28 February 2023

Crickets to solve climate and food crisis

EDIBLE INSECTS

EvoCrick, referring to evolution and crickets, is an exciting new project that aims to help solve the climate and food security crisis that our world is currently facing. Postdoc Maider Iglesias Carrasco will use hologenomic and evolutionary ecological approaches to make food production of edible insects more sustainable and make insects – especially crickets – a permanent and sustainable part of the human diet.

Cricket
Credit: Colourbox

The project is a Marie Skłodowska-Curie Actions Postdoctoral funded fellowship and will be starting in February 2024. EvoCrick is an extremely opportune project taking its starting point in the all-pervading climate and food security crisis that the world is currently facing. As the world population is continuously growing, with the projection of reaching about 9.7 billion by 2050, “there is an urgent need to ensure enough food production to feed the growing population while minimising its environmental impact,” Maider says. And this is where EvoCrick comes into the picture.

Eating crickets

The objective of EvoCrick is to make insects – especially crickets – a permanent and sustainable part of the human diet. In this regard, “the project aims to improve some of the major technical and cultural limitations associated with the production of edible insects.” Maider elaborates how, “the project will combine field and laboratory work to learn about the best rearing environmental conditions and diets, and the role played by the associated microbiomes, aiming to produce the highest quality and quantity of edible crickets in an industrial set up.” 

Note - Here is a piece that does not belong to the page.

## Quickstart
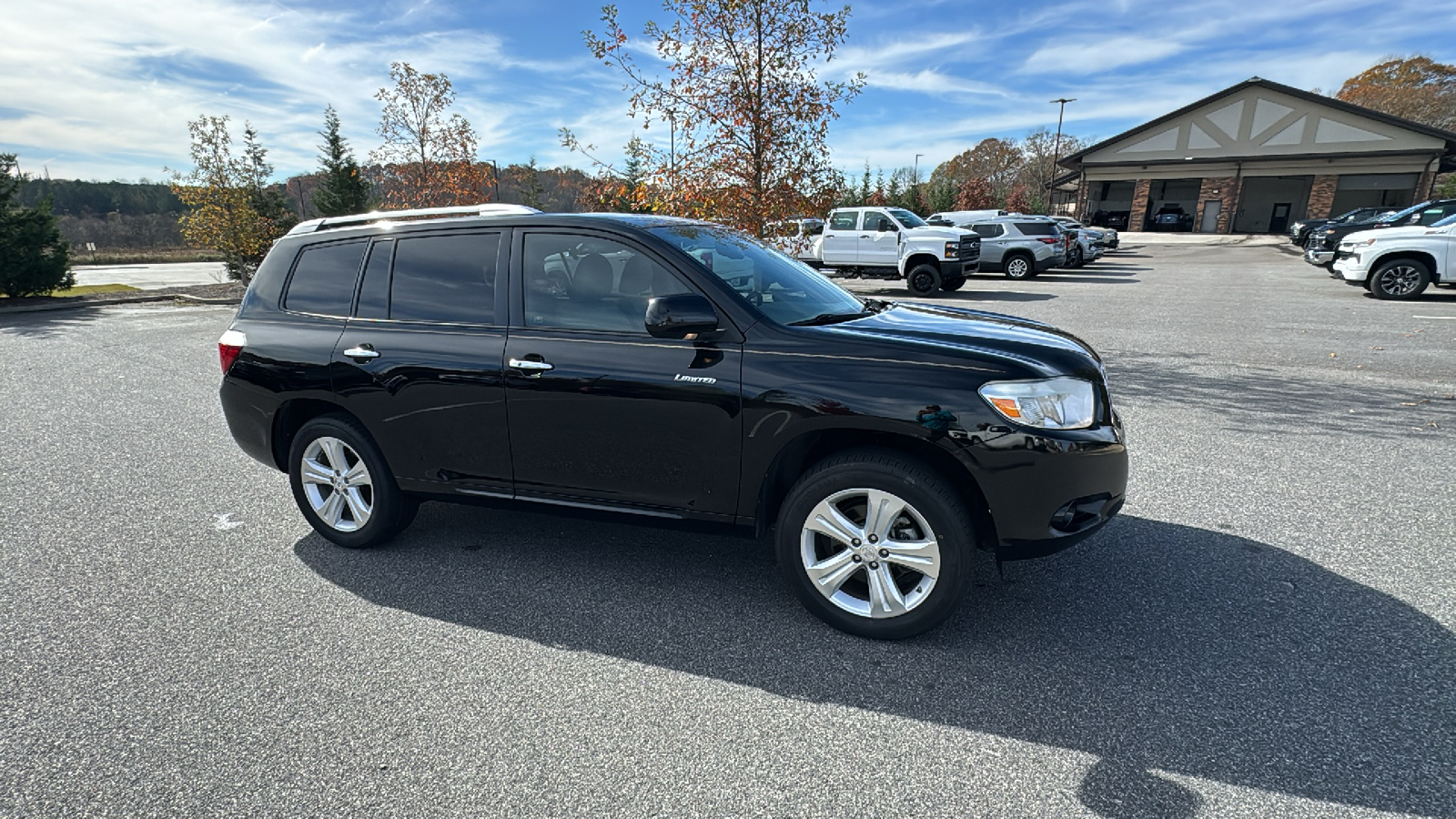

A multidisciplinary problem

As the problem of making crickets into human food is not only biological, but also industrial and highly cultural, the project is multidisciplinary, and it will “combine animal microbiome genomics with experimental designs commonly used in evolutionary ecology and a variety of fieldwork techniques,” Maider says. The project will start with a field component, where wild crickets will be collected in different locations across Europe. The data collected during this field work will “allow us to optimise the rearing conditions in the laboratory. By manipulating the temperature, humidity, food, and the microbiome of lab-reared crickets, we will learn whether we can mirror the conditions experienced by the best quality wild crickets populations to improve the yield and nutritional value of captive crickets.” In addition to this, with the complex cultural limitations in mind, the project will also be “organising several outreach activities where the public can learn about the advantages of incorporating edible insects in our diets. Here the public will also be given the opportunity to taste different flavours of fried or roasted crickets and mealworms.”

A sustainable option

EvoCrick is an exciting project with its aim at making food production more sustainable. This aim is based on the suggestion that “reducing the intake of meat (beef, lamb, etc.) and shifting our diets to become at least partly insect-based” is a way of helping to mitigate climate change while also producing enough food for the growing population. “This is because insects grow and reproduce fast which leads to high feed conversion efficiency, with a reduced environmental footprint and water use in comparison to livestock or some crops such as soy,” Maider says. 

With the current state of the world, we at CEH are very proud to have projects with such high potential impact being funded and granted. We are as always looking forward to seeing where this research will take us in the future.